Relive the Past

Archaeologists Find Evidences of prehistoric cannibalism in Germany



Evidences of mass cannibalism that took place 7,000 years age i.e. during the middle Neolithic Period were found by archaeologists on excavating a prehistoric site in Germany.

For few decades, it appears that hundreds of inhabitants were slaughtered and eaten at the site, before having their less-delicious parts discarded into pits. The remains of 500 victims have been found so far.
Bruno Boulestin, an anthropologist from the University of Bordeaux in France who is working on the site, said, “Human sacrifice at Herxheim is a hypothesis that’s difficult to prove right now, but we have evidence that several hundred people were eaten over a brief period.”
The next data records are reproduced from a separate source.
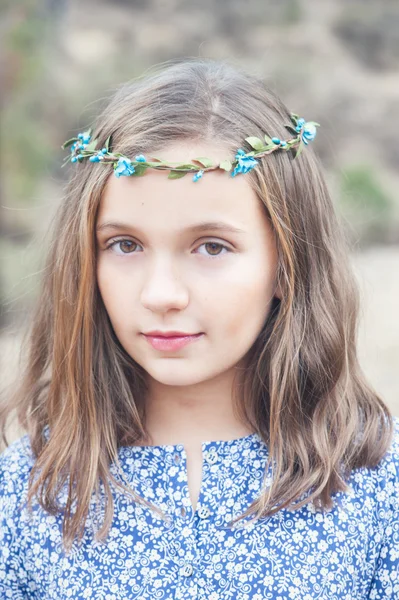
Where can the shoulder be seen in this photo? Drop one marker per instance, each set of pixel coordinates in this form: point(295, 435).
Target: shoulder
point(385, 477)
point(16, 463)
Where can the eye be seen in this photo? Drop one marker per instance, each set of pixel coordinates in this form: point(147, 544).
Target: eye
point(115, 243)
point(218, 245)
point(127, 246)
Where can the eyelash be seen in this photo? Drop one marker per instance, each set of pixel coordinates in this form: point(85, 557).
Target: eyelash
point(115, 242)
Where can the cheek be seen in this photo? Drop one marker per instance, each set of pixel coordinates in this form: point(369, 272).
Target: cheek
point(114, 293)
point(243, 303)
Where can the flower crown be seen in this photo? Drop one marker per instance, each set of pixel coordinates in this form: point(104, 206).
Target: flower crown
point(82, 147)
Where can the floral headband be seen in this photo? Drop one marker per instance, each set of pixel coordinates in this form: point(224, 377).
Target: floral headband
point(82, 147)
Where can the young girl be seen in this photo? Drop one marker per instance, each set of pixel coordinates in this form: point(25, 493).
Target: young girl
point(198, 425)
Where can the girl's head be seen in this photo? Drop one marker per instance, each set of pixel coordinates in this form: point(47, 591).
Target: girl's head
point(276, 301)
point(196, 258)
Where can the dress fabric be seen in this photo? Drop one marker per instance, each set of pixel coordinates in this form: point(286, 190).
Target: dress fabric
point(348, 553)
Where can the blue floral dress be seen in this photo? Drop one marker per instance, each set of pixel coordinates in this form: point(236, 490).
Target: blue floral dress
point(348, 553)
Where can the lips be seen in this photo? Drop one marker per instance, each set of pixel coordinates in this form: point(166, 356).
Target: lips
point(157, 333)
point(171, 342)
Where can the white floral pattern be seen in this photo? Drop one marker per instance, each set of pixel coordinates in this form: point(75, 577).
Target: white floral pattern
point(348, 553)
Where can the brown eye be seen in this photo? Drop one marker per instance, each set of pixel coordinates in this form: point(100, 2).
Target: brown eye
point(212, 246)
point(125, 247)
point(214, 249)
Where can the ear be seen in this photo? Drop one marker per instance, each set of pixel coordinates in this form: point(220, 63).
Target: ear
point(277, 292)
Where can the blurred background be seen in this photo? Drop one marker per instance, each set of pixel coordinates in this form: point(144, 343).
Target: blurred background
point(335, 62)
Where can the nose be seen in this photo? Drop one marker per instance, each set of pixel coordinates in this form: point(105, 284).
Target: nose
point(163, 289)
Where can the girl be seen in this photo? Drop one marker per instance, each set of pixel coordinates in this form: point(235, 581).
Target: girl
point(198, 425)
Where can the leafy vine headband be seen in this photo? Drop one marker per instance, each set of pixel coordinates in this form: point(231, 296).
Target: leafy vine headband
point(82, 147)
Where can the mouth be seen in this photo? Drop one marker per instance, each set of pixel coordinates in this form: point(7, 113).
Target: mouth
point(169, 342)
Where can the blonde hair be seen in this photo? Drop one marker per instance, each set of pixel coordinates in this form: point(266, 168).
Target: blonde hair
point(304, 391)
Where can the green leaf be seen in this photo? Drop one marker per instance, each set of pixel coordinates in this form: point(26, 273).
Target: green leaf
point(226, 165)
point(255, 142)
point(139, 170)
point(205, 162)
point(176, 174)
point(187, 166)
point(159, 160)
point(69, 143)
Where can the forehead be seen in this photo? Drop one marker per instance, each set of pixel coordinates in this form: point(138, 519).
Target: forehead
point(175, 202)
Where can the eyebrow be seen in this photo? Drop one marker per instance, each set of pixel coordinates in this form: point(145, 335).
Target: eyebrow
point(197, 228)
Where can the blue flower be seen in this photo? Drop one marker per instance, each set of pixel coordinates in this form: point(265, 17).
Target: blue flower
point(198, 175)
point(99, 156)
point(245, 163)
point(309, 133)
point(300, 124)
point(85, 137)
point(124, 167)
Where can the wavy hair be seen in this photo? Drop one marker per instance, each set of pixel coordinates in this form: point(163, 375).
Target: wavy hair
point(303, 392)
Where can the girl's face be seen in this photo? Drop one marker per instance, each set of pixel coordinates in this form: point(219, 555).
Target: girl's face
point(167, 260)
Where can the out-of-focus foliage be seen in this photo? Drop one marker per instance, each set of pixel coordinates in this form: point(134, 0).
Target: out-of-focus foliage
point(333, 62)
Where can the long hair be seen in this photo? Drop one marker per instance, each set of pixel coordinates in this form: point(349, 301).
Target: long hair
point(303, 389)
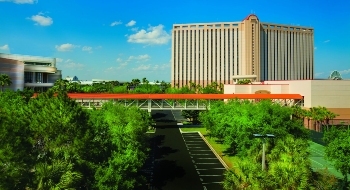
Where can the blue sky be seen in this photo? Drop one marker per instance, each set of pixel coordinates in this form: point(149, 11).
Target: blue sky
point(122, 40)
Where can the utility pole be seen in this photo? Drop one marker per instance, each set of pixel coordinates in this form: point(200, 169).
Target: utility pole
point(263, 163)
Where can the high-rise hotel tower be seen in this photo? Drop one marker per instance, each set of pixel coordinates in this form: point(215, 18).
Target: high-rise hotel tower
point(222, 52)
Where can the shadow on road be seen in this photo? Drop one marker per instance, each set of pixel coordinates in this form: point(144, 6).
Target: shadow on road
point(158, 115)
point(166, 170)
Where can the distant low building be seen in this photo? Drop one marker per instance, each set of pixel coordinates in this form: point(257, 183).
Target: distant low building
point(25, 71)
point(332, 94)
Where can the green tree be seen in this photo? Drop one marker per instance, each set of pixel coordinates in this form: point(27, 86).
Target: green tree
point(5, 80)
point(122, 133)
point(60, 136)
point(337, 149)
point(16, 161)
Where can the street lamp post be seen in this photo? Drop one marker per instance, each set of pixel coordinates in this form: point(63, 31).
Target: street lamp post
point(264, 140)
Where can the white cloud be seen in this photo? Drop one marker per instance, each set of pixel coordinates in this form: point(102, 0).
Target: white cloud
point(5, 47)
point(135, 29)
point(319, 74)
point(345, 72)
point(87, 48)
point(142, 67)
point(144, 57)
point(20, 1)
point(41, 20)
point(70, 64)
point(115, 23)
point(161, 67)
point(153, 35)
point(131, 23)
point(65, 47)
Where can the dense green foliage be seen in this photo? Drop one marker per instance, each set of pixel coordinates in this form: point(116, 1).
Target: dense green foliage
point(50, 142)
point(338, 149)
point(136, 86)
point(234, 123)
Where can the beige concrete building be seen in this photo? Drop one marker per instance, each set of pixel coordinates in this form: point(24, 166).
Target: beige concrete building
point(332, 94)
point(208, 52)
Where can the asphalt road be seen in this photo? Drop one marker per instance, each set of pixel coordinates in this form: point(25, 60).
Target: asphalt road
point(181, 161)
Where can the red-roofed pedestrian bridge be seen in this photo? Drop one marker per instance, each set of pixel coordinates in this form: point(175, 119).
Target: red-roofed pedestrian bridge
point(177, 101)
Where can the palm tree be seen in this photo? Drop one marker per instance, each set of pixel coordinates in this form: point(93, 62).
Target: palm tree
point(5, 80)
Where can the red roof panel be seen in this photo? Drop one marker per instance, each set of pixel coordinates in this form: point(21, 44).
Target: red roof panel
point(183, 96)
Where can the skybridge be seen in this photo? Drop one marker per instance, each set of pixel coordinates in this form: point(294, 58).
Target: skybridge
point(178, 101)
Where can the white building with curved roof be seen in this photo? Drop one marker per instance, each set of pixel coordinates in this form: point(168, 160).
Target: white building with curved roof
point(25, 71)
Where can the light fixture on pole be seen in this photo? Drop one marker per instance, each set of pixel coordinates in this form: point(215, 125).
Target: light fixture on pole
point(263, 139)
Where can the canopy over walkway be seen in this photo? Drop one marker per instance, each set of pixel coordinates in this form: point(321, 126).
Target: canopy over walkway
point(177, 101)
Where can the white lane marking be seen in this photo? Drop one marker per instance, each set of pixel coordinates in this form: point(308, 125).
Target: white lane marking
point(194, 141)
point(213, 169)
point(211, 183)
point(208, 158)
point(210, 175)
point(316, 162)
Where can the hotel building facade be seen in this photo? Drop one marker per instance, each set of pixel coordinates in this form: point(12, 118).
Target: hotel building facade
point(34, 72)
point(222, 52)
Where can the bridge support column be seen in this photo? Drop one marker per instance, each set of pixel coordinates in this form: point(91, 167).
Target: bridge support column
point(149, 106)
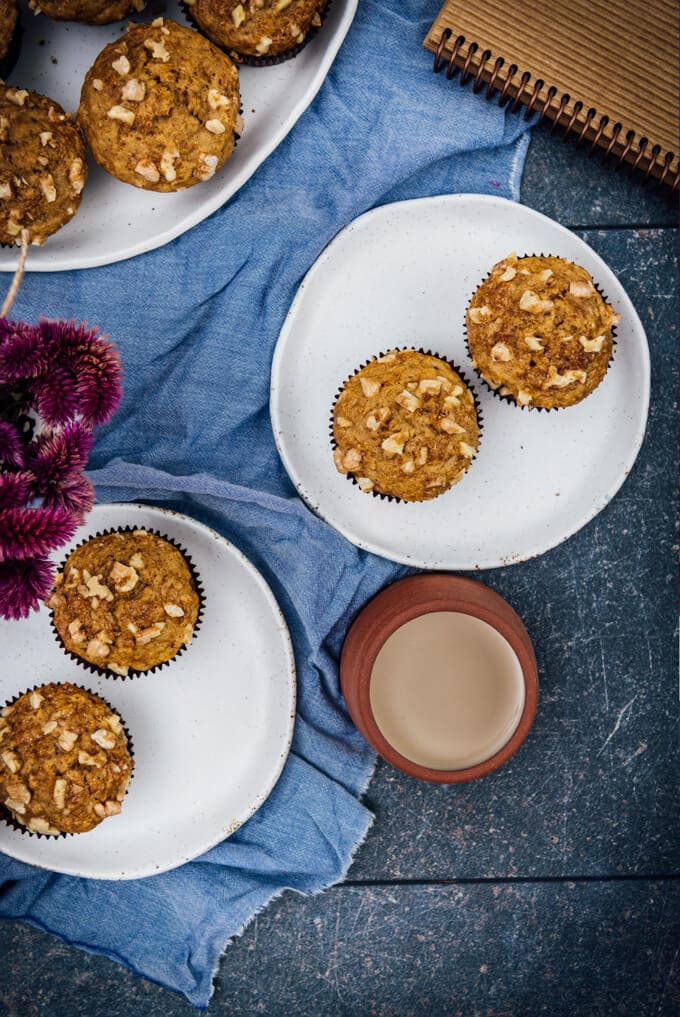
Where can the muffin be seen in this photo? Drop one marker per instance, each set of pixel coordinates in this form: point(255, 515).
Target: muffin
point(43, 166)
point(540, 333)
point(125, 601)
point(160, 107)
point(86, 11)
point(9, 35)
point(406, 426)
point(257, 28)
point(65, 762)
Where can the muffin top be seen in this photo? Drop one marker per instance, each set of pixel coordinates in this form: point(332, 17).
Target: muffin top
point(160, 107)
point(125, 601)
point(406, 425)
point(64, 760)
point(257, 27)
point(539, 332)
point(86, 11)
point(43, 166)
point(8, 17)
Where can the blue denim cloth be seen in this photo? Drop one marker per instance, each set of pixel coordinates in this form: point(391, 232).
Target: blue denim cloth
point(196, 322)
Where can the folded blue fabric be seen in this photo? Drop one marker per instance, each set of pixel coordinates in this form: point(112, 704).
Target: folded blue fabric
point(196, 323)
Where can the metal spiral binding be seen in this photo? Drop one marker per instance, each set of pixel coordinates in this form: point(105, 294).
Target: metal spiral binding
point(500, 84)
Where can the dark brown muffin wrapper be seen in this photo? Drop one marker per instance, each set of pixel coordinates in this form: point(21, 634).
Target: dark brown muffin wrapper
point(8, 62)
point(509, 399)
point(428, 353)
point(134, 673)
point(246, 59)
point(8, 819)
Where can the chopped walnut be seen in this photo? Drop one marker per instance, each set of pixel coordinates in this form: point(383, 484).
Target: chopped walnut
point(158, 50)
point(478, 314)
point(104, 738)
point(501, 352)
point(592, 345)
point(121, 65)
point(124, 578)
point(147, 170)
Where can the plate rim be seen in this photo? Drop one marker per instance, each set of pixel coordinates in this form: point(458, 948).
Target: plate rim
point(221, 197)
point(434, 200)
point(143, 872)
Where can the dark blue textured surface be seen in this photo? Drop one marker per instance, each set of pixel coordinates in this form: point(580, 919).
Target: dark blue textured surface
point(593, 792)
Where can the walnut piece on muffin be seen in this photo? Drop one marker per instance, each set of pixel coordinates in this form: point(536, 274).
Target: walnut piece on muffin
point(43, 166)
point(64, 760)
point(540, 333)
point(406, 425)
point(161, 107)
point(125, 601)
point(257, 27)
point(86, 11)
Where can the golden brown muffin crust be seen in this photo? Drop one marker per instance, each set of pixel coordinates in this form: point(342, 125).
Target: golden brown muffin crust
point(540, 333)
point(160, 108)
point(257, 27)
point(8, 19)
point(125, 601)
point(86, 11)
point(43, 166)
point(64, 760)
point(406, 425)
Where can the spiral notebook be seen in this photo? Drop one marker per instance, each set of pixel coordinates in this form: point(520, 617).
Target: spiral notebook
point(606, 70)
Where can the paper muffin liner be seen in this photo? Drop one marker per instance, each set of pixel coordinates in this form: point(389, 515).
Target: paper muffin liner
point(247, 60)
point(11, 56)
point(8, 819)
point(134, 672)
point(478, 409)
point(508, 399)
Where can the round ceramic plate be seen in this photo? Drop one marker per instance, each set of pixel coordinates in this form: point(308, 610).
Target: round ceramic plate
point(210, 731)
point(403, 276)
point(117, 221)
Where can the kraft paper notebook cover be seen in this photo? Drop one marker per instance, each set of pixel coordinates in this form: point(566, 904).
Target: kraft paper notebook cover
point(606, 70)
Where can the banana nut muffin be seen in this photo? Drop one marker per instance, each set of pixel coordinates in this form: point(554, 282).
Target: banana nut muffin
point(257, 27)
point(125, 601)
point(43, 166)
point(406, 425)
point(540, 333)
point(9, 17)
point(86, 11)
point(160, 107)
point(64, 760)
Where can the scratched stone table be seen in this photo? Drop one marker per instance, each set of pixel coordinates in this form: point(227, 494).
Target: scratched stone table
point(554, 885)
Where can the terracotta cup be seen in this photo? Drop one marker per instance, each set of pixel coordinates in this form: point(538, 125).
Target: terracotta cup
point(408, 599)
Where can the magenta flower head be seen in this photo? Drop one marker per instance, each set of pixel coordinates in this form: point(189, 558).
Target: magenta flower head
point(57, 381)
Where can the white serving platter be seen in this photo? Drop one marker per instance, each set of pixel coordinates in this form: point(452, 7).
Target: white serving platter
point(116, 221)
point(210, 731)
point(403, 276)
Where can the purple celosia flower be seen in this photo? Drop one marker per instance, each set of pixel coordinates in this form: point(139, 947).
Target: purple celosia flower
point(57, 381)
point(22, 585)
point(22, 353)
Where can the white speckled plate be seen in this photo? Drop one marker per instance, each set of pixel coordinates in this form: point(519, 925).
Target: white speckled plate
point(117, 221)
point(403, 276)
point(210, 732)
The large number of victims discovered in the pits suggests that the settlement (now called Herxheim) may have served as a kind of ritual depository where people from all over the area would gather to perform custom sacrifices on slaves or war prisoners or other deserving parties.

The excavation at Herxheim is one of only two excavations from this period showing signs of cannibalism, the other being 6,000-year-old bones uncovered in a French cave in 1986. Indeed, cannibalism seems incongruous with common perceptions of the Neolithic Age (roughly 9,500–4,500 BCE), when Hunter-gatherers settled down to form sedentary communities, tend crops and keep domesticated animals. One imagines peaceful farmers in a pastoral, agrarian ideal, not man-eaters.

Next, scientists will examine the chemical structure of the bones unearthed at Herxheim, revealing whether victims grew up eating local foods or foods from other regions. Determining the genesis of the victims at Herxeim will not only shed light on the ceremonial significance of the site, but also on the political climate at the time.